21. Presentes os requisitos autorizadores da concessão do pleito liminar, é de ser o mesmo deferido, com a determinação de suspensão da exigibilidade do crédito referente à compensação efetuada pelo Estado e, via de conseqüência, de emissão de certidão positiva com efeito de negativa (referente ao débito ora analisado e também, pelos mesmos fundamentos, aquele de que tratou a decisão da Justiça Federal deferitória da liminar, em vista do vencimento da primeira certidão em data próxima), declarando-se, ainda, a impossibilidade de inscrição do Estado em cadastro de inadimplentes.

Ante o exposto, manifesto-me, esperando ter nova vista dos autos oportunamente, pelo reconhecimento da competência dessa Corte para a apreciação da causa e pelo deferimento da providência cautelar requerida.” (grifei)

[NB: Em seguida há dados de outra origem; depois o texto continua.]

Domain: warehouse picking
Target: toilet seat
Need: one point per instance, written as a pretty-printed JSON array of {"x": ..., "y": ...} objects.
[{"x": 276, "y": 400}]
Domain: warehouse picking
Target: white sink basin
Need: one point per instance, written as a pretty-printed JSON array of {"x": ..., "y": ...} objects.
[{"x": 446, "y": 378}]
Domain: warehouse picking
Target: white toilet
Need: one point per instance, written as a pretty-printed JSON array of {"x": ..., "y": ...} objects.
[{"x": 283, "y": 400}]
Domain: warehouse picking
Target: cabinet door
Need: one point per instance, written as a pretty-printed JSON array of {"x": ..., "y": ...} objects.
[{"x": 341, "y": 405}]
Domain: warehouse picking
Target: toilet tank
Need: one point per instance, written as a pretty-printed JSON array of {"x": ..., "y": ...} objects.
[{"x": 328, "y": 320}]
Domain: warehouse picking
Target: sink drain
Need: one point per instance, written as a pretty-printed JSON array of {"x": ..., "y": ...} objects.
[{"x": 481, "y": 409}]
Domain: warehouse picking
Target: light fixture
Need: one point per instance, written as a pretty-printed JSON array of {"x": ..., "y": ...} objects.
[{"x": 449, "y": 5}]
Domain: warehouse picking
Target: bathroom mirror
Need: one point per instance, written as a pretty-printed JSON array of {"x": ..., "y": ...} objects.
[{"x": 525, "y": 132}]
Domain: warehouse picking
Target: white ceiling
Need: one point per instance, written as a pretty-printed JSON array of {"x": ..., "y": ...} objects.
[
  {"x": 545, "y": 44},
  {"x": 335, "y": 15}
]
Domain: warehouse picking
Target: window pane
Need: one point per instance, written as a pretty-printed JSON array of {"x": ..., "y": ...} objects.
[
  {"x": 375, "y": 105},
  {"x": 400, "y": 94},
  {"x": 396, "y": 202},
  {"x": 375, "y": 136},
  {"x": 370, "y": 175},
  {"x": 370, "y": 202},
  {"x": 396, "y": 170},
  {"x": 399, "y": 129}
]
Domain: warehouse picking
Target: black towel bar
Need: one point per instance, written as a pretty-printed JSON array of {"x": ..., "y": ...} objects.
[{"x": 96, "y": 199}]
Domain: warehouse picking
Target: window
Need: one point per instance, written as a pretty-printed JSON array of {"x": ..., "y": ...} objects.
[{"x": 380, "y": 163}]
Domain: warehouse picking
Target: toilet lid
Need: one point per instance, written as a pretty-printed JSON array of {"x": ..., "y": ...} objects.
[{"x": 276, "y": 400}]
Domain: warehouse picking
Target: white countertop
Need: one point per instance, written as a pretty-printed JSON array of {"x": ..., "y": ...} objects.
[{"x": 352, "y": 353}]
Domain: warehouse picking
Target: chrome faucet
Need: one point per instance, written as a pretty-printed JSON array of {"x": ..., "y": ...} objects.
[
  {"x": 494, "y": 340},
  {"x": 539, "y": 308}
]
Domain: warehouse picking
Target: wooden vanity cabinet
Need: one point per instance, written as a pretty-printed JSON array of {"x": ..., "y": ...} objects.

Tais considerações – ora reproduzidas “in extenso” – permitem reconhecer a existência do profundo dissenso que se instaurou, na doutrina e na jurisprudência, a propósito do termo inicial da contagem do prazo a que alude o art. 168, I, do CTN, para efeito de repetição de indébito concernente a tributos sujeitos à modalidade de lançamento por homologação.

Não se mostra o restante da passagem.